『血の季節』小泉喜美子(宝島社文庫)★★★★☆

『血の季節』小泉喜美子宝島社文庫

 1982年初刊作品の復刊です。

 小泉喜美子が1934(昭和9)年生まれということにびっくり。戦前生まれだったとは。

 殺人犯が女の子に興味を持つようになったきっかけを精神科医に語った幼少期から青年期にかけてのパートと、昭和50年現在の幼女殺人事件を追う警部のパートから成る、小泉喜美子の第三長篇です。著者あとがきによると、『弁護側の証人』『ダイナマイト円舞曲』とともに、西洋三大ロマン(シンデレラ・青ひげ・ドラキュラ)をモチーフにした三部作だということです。

 警察パートはおよそ小泉喜美子というイメージからは似つかわしくない、陰惨な性犯罪が描かれていますが、犯人が冒頭の殺人犯であることは自明ですから、犯人捜しというわけではありません。幼少期から殺人へと至る殺人犯の告白と、その反対に事件後から犯人へとたどってゆく捜査側が、いかにシンクロして犯人がなぜ殺人を犯すに至ったのかを明らかにする補助線のようなものでしょう。

 分量から言っても著者の持ち味から言っても、本書の大きなウェイトを占めているのは殺人犯の告白です。下町から山の手に引っ越して孤独をかこっていた少年が、「お城」に住む外国人兄妹と出会って遊び始めるという、ロマンチシズムあふれる発端は、戦前の日本が舞台とは思えないほどです。学校になじめない少年が『紅はこべ』を愛読しているというのも味わい深い。

 夭逝した美しい公使夫人、公使夫人に恋心を抱いていた公使館員ラドラック、鍵穴から覗き見た死者の部屋と「すするような音」、美少女ルルベルが成長とともに見せ始めた夢遊病と残虐性――。道具立ては揃っていて、ドラキュラなど抜きにしてもゴシック小説として一級品です。

 やがて戦争によって友情は断たれることになります。吸血鬼小説として見るならば、ここで戦争が起こるのが必然でした。そのまま交流が続いていれば、大人になった少年は吸血鬼が存在するか否かに気づいてしまうでしょうから、真相は闇のなか――であるためには、突然の別れと何もかもが灰燼に帰す状況があったのでしょう。

 著者があとがきで、現代の東京を舞台にリアリズムの手法を用いて吸血鬼を登場させることの難しさを語っていましたが、そのためもあってか実のところ吸血鬼要素はあまり高くなく、後半になっても飽くまで思わせぶりな描写が一つ二つあるくらいです。

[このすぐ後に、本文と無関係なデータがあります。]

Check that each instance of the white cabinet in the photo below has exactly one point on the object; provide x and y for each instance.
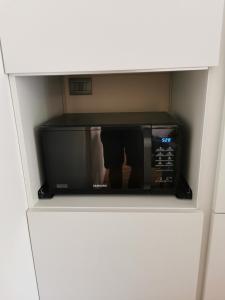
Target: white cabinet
(116, 255)
(109, 36)
(17, 276)
(215, 275)
(219, 199)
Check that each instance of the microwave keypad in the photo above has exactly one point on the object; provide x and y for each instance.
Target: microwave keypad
(164, 156)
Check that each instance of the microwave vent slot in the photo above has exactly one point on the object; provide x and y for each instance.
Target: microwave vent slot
(80, 86)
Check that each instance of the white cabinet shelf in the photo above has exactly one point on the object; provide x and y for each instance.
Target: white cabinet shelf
(110, 36)
(115, 203)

 このあたりの著者の苦労がしのばれるのが解決編です。個人的にはそのままゴシック小説として完結してもよかったと思うのですが、著者はどうしてもミステリであり吸血鬼小説でなくては満足できなかったのでしょう。吸血鬼に関する演説とミステリ的な解決の二通りの真相(かもしれないもの)を精神科医に語らせています。

 さすがに精神科医の口から吸血鬼が実在すると信じかけたと言われても嘘くさくて、超自然的な真相を現実的な真相でひっくり返すという効果よりも、空々しさの方を感じてしまいました。その後のもうひとひねりも『火刑法廷』をやりたかったのでしょうが、吸血鬼の特性が用いられたひとひねりを不自然でなく警察も認めた事実として描こうとしてかえってまどろっこしくなっていました【※取調室の鏡に映らない】。

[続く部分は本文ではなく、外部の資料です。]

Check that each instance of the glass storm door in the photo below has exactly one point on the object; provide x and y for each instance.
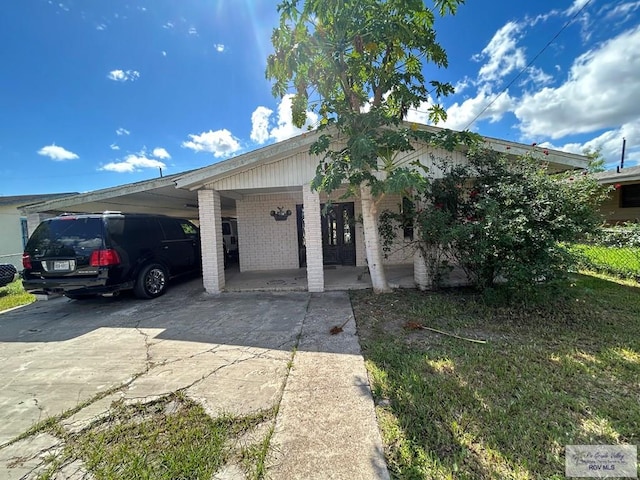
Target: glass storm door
(338, 234)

 スイスがヘルヴェティアという古名で描かれているところから、リアリズムの手法を採りつつも飽くまでこの現実世界とは別の世界だという意図なのかもしれません。

 青山墓地で発生した幼女惨殺事件。その被告人は、独房で奇妙な独白を始めた。事件は40年前の東京にさかのぼる。戦前の公使館で、金髪碧眼の兄妹と交遊した非日常の想い出。戦時下の青年期、浮かび上がる魔性と狂気。そして明らかになる、長い回想と幼女惨殺事件の接点。ミステリーとホラーが巧みに絡み合い、世界は一挙に姿を変える。1982年発表。復刊希望が相次いだ、幻の名作がついに復刊。(カバーあらすじ)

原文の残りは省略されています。